It really is a pleasure to exchange knowledge with you.
Regards,


----------



## gengo

Cubanboy said:


> You're right that it isn't a proper noun, but you can't translate it as ''en la forma de piedra angular'' either as you previously mentioned.



I didn't mean to imply that "en forma de piedra angular" should be used as a translation.  I only meant that keystone refers to a trapezoidal shape here, and therefore does not need to be capitalized as if it were a proper noun.



> I already corrected the error and finally translated it as *''corrección trapezoidal vertical''*. Thank you very much for the correction. Is that OK with you?



You know better than I what sounds best, but I did see many, many Spanish websites that used the word keystone (always capitalized, for some reason).  Your translation is certainly clearer to someone who is unfamiliar with the English word keystone, but the important thing is to choose the word that is used most often by experts in this context.


----------



## cirrus

I think the problem is that instuctions written in English rarely make sense to English speakers, let alone when they go on to be translated to another language. I wonder whether this is because they are written by experts or whether they are just bad translations from some other language. Whilst I understand keystone adjustment (I have to do umpteen presentations) I can't think of another way to describe it other than something long winded - adjusting the image so that the projection seems more like a square rather than a flared quadrilateral.

Also I have to admit that as a man the last thing that occurs to me is to read the instructions.
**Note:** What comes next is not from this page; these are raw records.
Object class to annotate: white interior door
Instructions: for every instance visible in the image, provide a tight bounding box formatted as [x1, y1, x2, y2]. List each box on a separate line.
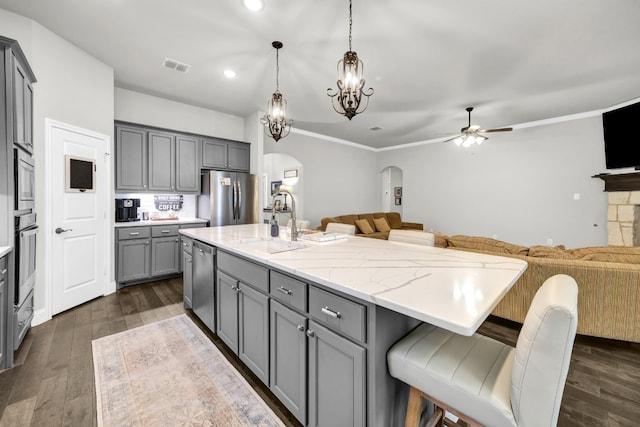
[50, 122, 108, 315]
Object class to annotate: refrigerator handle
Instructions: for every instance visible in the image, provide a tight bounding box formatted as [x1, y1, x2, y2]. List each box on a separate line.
[237, 181, 242, 218]
[232, 181, 238, 220]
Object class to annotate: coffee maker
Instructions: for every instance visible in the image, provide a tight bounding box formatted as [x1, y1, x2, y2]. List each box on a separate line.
[115, 198, 140, 222]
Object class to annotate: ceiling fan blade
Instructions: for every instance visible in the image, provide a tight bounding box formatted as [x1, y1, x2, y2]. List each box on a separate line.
[478, 127, 513, 133]
[442, 134, 463, 143]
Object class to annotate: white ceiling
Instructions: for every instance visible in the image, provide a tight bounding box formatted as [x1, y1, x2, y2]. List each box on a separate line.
[1, 0, 639, 149]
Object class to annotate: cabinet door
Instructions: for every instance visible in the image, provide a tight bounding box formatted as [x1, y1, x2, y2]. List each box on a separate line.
[117, 239, 151, 282]
[0, 258, 6, 368]
[116, 126, 148, 191]
[216, 270, 239, 353]
[175, 135, 199, 193]
[227, 142, 250, 171]
[308, 320, 366, 427]
[238, 283, 269, 385]
[270, 300, 307, 424]
[12, 56, 34, 154]
[183, 251, 193, 309]
[201, 138, 228, 169]
[151, 236, 180, 277]
[148, 131, 175, 191]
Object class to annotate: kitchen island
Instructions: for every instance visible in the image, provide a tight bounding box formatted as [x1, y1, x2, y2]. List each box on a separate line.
[180, 224, 527, 427]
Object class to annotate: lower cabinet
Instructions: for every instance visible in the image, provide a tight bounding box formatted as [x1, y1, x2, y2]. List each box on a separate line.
[217, 270, 269, 384]
[117, 238, 151, 282]
[270, 300, 307, 424]
[0, 256, 7, 368]
[307, 320, 366, 427]
[182, 237, 193, 309]
[151, 236, 181, 277]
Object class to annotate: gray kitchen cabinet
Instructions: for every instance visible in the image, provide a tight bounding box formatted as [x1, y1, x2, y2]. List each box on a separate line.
[117, 238, 151, 283]
[201, 137, 250, 172]
[116, 224, 202, 287]
[181, 236, 193, 308]
[270, 299, 307, 424]
[115, 125, 147, 191]
[148, 131, 175, 192]
[12, 52, 34, 154]
[0, 256, 7, 368]
[150, 235, 181, 277]
[307, 320, 366, 427]
[216, 269, 270, 385]
[192, 240, 215, 331]
[216, 270, 239, 352]
[175, 135, 199, 193]
[115, 123, 200, 194]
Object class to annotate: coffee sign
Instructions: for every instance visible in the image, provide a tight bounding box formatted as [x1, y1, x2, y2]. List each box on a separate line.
[154, 195, 183, 211]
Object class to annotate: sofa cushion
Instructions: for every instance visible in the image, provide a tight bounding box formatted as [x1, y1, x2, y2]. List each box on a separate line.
[528, 245, 576, 259]
[448, 235, 529, 256]
[338, 214, 359, 226]
[433, 232, 449, 248]
[386, 212, 403, 229]
[355, 219, 375, 234]
[320, 217, 340, 230]
[567, 246, 640, 263]
[373, 217, 391, 232]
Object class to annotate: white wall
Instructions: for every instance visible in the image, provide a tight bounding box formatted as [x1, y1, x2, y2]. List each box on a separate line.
[1, 8, 115, 319]
[379, 116, 609, 248]
[264, 131, 378, 228]
[115, 88, 245, 141]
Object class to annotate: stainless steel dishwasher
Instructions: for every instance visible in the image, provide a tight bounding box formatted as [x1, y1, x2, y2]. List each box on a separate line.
[192, 241, 215, 331]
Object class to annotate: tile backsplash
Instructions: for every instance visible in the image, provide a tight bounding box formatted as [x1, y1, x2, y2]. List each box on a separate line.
[116, 193, 197, 219]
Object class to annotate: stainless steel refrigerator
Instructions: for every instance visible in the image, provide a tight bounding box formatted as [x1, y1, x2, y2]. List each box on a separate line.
[198, 171, 259, 226]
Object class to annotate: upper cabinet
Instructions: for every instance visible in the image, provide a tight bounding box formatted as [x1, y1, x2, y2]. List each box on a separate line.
[116, 125, 148, 191]
[115, 123, 202, 194]
[6, 40, 36, 155]
[202, 137, 250, 172]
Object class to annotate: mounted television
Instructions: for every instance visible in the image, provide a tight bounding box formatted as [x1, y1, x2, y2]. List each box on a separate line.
[65, 155, 95, 192]
[602, 101, 640, 170]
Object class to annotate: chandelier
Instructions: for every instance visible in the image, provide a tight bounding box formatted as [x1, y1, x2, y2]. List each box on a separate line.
[327, 0, 373, 120]
[261, 41, 292, 141]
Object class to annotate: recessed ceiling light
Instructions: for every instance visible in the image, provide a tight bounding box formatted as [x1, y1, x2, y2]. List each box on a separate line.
[370, 126, 383, 131]
[243, 0, 264, 12]
[224, 69, 237, 78]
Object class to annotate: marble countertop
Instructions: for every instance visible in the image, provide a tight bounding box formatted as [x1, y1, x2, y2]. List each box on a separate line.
[180, 224, 528, 336]
[114, 218, 208, 228]
[0, 246, 11, 258]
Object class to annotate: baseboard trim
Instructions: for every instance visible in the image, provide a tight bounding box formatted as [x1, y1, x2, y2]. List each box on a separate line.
[32, 308, 51, 327]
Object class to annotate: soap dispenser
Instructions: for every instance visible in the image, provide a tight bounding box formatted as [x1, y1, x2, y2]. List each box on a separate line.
[270, 215, 279, 237]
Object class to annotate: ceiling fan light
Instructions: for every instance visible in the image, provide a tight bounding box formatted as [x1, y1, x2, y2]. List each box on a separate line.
[454, 137, 463, 146]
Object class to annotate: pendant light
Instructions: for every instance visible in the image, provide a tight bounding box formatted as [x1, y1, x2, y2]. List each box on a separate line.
[261, 41, 292, 141]
[327, 0, 373, 120]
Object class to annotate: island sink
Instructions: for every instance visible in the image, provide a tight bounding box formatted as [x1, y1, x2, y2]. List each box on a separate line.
[238, 237, 309, 254]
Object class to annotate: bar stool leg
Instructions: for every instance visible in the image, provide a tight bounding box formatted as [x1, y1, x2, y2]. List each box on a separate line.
[405, 387, 423, 427]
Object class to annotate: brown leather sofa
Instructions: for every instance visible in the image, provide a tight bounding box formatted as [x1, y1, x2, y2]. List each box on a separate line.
[318, 212, 423, 239]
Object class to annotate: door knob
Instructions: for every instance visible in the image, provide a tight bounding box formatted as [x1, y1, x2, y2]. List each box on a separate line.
[55, 227, 72, 234]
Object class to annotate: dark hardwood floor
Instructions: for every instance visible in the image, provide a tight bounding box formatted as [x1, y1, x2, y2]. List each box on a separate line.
[0, 278, 638, 426]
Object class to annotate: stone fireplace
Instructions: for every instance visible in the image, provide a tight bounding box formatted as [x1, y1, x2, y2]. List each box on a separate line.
[607, 191, 640, 246]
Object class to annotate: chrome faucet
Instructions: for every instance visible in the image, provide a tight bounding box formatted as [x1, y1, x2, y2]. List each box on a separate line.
[272, 189, 297, 241]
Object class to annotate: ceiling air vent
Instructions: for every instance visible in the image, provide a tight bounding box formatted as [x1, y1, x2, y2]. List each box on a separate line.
[370, 126, 383, 131]
[162, 57, 191, 73]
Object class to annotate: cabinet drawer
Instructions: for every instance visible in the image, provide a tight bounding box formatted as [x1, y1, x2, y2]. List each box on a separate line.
[309, 286, 366, 343]
[181, 236, 193, 255]
[151, 225, 179, 237]
[117, 226, 151, 240]
[218, 251, 269, 294]
[14, 290, 34, 348]
[0, 255, 6, 272]
[270, 270, 307, 312]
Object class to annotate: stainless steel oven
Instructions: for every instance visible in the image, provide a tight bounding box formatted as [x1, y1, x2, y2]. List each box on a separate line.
[14, 148, 35, 214]
[14, 213, 37, 347]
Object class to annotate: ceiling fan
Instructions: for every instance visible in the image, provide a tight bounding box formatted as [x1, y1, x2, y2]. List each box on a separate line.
[444, 107, 513, 147]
These days there is a tendency either for equipment to just come with a cartoon or no instructions and telling you go to the manufacturer's website.


----------



## sdgraham

gengo said:


> Cubanboy, why is "Keystone" capitalized in Spanish?  It is not a proper noun, and just means (en la forma de) piedra angular.



Note that "Keystone" is a now-defunct brand of motion picture projectors.

See HERE, for example.

I have no idea how the name became associated with distortion or whether it was simply coincidence.


----------



## gengo

sdgraham said:


> Note that "Keystone" is a now-defunct brand of motion picture projectors.
> 
> See HERE, for example.
> 
> I have no idea how the name became associated with distortion or whether it was simply coincidence.



That must be a coincidence.  Look at the link I gave in post #4, and you'll see an illustration of what is happening here.  The uncorrected projection has a trapezoidal shape, exactly like that of a real keystone (at the top of a stone arch).  This is corrected to make the projection square.  So the word keystone is referring to the shape of the projection, and has nothing to do with any proper noun.


----------



## Soledad Medina

Mi inmensa gratitud para todos por sus valiosas sugerencias e interesantes comentarios.  Me alegra estar rodeada de foreros inteligentes como ustedes.
Un abrazo
Soledad


----------